And while I don't view nicotine (or vaporized VG, PG) as particularly harmful
it probably should be reserved for those 18+. What doesn't seem to be helpful
is that vaping comes in all sorts of flavors (beyond synthetic tobacco
flavor)that would probably appeal to people minors (mango, cotton-candy, etc).
In contrast any flavorings of those types in cigarettes was banned a decade
ago (with the notable exception of menthol).

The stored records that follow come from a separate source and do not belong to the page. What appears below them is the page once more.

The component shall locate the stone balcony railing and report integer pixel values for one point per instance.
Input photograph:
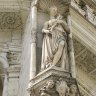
(86, 11)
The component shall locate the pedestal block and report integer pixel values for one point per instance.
(53, 81)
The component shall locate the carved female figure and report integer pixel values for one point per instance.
(54, 48)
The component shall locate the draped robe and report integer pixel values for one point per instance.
(50, 45)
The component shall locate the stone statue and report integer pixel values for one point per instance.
(54, 48)
(49, 89)
(73, 90)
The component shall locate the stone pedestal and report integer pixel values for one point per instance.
(62, 80)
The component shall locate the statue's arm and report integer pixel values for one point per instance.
(45, 28)
(65, 26)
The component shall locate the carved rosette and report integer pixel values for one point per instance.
(10, 20)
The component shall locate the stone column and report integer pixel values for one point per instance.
(71, 50)
(33, 41)
(5, 90)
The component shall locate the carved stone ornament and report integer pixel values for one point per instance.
(10, 20)
(58, 88)
(62, 5)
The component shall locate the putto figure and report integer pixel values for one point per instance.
(54, 48)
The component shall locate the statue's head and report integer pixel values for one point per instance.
(53, 11)
(51, 84)
(73, 88)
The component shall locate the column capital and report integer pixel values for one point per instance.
(34, 3)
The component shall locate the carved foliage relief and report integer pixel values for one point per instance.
(10, 20)
(58, 88)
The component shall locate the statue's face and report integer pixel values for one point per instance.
(51, 84)
(53, 11)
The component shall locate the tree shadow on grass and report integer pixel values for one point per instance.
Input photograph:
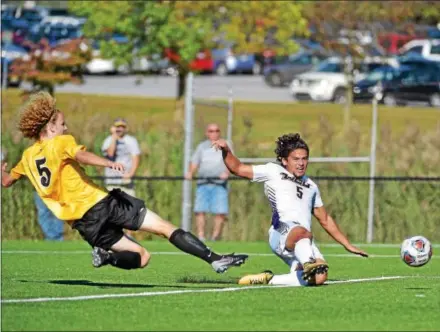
(100, 284)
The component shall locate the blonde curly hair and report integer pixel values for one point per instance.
(38, 111)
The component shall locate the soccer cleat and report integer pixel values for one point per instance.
(100, 257)
(262, 278)
(311, 268)
(227, 261)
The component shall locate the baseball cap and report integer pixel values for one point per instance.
(120, 122)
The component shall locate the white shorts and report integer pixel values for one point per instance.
(277, 242)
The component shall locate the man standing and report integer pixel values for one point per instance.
(124, 149)
(211, 195)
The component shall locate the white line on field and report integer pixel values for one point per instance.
(215, 290)
(44, 252)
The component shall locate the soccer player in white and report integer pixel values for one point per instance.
(294, 198)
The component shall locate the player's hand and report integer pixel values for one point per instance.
(220, 145)
(117, 167)
(356, 251)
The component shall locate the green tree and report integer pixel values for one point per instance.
(186, 27)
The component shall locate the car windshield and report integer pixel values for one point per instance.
(329, 67)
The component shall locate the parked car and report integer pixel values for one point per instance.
(365, 89)
(99, 65)
(327, 81)
(9, 53)
(227, 62)
(428, 48)
(286, 68)
(420, 83)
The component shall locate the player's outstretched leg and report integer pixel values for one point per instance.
(125, 254)
(189, 243)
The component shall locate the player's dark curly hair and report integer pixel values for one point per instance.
(288, 143)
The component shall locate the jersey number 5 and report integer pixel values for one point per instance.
(43, 171)
(299, 192)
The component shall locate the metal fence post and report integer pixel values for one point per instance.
(370, 228)
(230, 115)
(187, 184)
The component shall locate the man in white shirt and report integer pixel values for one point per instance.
(293, 198)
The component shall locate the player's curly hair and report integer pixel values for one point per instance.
(288, 143)
(38, 111)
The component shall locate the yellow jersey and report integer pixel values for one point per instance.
(58, 178)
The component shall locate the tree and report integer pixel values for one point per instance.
(186, 27)
(47, 66)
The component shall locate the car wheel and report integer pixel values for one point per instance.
(340, 96)
(275, 79)
(222, 70)
(257, 68)
(390, 100)
(434, 100)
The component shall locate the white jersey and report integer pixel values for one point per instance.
(292, 199)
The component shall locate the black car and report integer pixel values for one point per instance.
(419, 84)
(364, 90)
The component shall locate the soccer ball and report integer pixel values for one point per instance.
(416, 251)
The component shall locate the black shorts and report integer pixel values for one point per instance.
(102, 226)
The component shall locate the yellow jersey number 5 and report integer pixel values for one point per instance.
(43, 171)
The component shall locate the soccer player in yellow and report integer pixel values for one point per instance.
(52, 164)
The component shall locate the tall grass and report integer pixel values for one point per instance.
(401, 209)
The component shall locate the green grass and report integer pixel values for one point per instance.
(403, 304)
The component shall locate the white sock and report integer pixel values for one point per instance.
(291, 279)
(304, 251)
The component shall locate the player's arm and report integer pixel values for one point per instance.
(330, 226)
(234, 165)
(7, 179)
(88, 158)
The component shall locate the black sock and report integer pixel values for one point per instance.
(126, 260)
(188, 243)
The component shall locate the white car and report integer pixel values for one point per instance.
(326, 82)
(427, 48)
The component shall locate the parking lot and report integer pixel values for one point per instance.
(244, 87)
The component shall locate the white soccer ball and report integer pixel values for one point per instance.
(416, 251)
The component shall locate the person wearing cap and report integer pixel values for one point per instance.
(121, 148)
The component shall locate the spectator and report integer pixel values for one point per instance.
(122, 148)
(51, 226)
(211, 195)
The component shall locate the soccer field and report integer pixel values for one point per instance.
(53, 286)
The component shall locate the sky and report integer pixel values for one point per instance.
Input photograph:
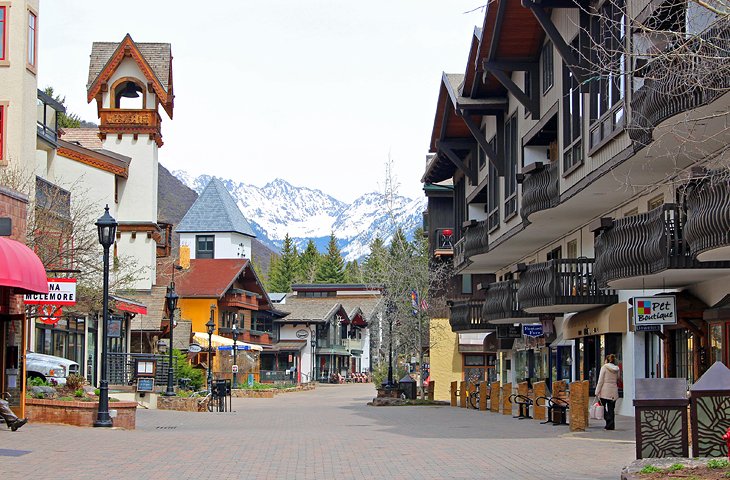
(320, 93)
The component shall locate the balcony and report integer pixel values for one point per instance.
(708, 218)
(561, 286)
(466, 316)
(502, 307)
(444, 242)
(540, 188)
(690, 75)
(649, 251)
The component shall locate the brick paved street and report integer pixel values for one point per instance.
(329, 433)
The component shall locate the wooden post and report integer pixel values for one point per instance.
(483, 396)
(506, 404)
(579, 406)
(494, 397)
(539, 412)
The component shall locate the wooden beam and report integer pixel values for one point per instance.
(553, 34)
(451, 155)
(476, 132)
(531, 104)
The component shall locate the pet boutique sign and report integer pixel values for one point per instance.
(658, 310)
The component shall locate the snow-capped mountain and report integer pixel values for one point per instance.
(279, 208)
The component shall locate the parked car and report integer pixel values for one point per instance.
(50, 367)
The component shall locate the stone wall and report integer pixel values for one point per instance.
(80, 414)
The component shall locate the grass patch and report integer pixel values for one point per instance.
(718, 463)
(651, 469)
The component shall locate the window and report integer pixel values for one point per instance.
(493, 193)
(32, 39)
(510, 158)
(3, 29)
(204, 246)
(548, 72)
(572, 118)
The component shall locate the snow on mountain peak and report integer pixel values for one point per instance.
(279, 208)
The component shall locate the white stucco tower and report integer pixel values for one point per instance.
(129, 82)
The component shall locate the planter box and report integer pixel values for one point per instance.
(80, 414)
(182, 404)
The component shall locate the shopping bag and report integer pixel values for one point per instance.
(596, 410)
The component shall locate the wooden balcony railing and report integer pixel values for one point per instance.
(466, 315)
(562, 285)
(540, 188)
(501, 305)
(692, 74)
(708, 214)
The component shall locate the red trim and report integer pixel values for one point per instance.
(3, 37)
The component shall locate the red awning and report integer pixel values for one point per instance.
(20, 268)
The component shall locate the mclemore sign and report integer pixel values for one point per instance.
(658, 310)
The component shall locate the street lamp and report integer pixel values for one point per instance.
(171, 298)
(234, 331)
(210, 326)
(107, 227)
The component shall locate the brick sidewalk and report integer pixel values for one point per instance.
(328, 433)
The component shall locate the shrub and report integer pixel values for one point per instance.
(718, 463)
(75, 381)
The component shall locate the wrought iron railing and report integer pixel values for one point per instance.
(562, 282)
(540, 189)
(708, 213)
(466, 315)
(689, 75)
(501, 302)
(477, 239)
(121, 367)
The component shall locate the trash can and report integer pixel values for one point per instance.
(661, 418)
(407, 387)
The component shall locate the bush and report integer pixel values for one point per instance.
(718, 463)
(75, 382)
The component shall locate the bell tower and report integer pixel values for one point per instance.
(130, 82)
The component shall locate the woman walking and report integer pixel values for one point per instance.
(607, 390)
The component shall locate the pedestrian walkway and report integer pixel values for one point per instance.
(328, 433)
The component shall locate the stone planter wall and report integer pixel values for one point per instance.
(80, 414)
(182, 404)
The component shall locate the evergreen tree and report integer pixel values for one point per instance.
(283, 272)
(374, 266)
(308, 263)
(332, 267)
(353, 274)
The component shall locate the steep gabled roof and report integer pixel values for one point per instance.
(215, 211)
(153, 59)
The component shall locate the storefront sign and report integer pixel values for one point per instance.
(61, 291)
(658, 310)
(532, 330)
(509, 331)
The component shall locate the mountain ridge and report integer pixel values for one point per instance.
(306, 213)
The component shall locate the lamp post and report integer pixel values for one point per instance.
(234, 331)
(107, 227)
(210, 326)
(171, 298)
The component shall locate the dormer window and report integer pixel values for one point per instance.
(204, 246)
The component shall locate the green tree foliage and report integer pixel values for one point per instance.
(283, 272)
(65, 120)
(332, 267)
(308, 263)
(353, 274)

> Currently, no flavors are banned from other tobacco products, although
> research suggests flavors may also make these products more enticing to
> youth and young adults. Data from FDA’s Population Assessment of Tobacco and
> Health found that nearly 80 percent of youth ages 12-17 and nearly 75
> percent of young adults ages 18-25 who were current tobacco users in 2014
> reported that the first tobacco product they ever used was flavored.25
> Alternatively, FDA is aware of self-reported information suggesting that the
> availability of flavors in some noncombusted tobacco products such as
> e-cigarettes and other ENDS may help some adult users reduce cigarette use
> or switch to potentially less harmful products.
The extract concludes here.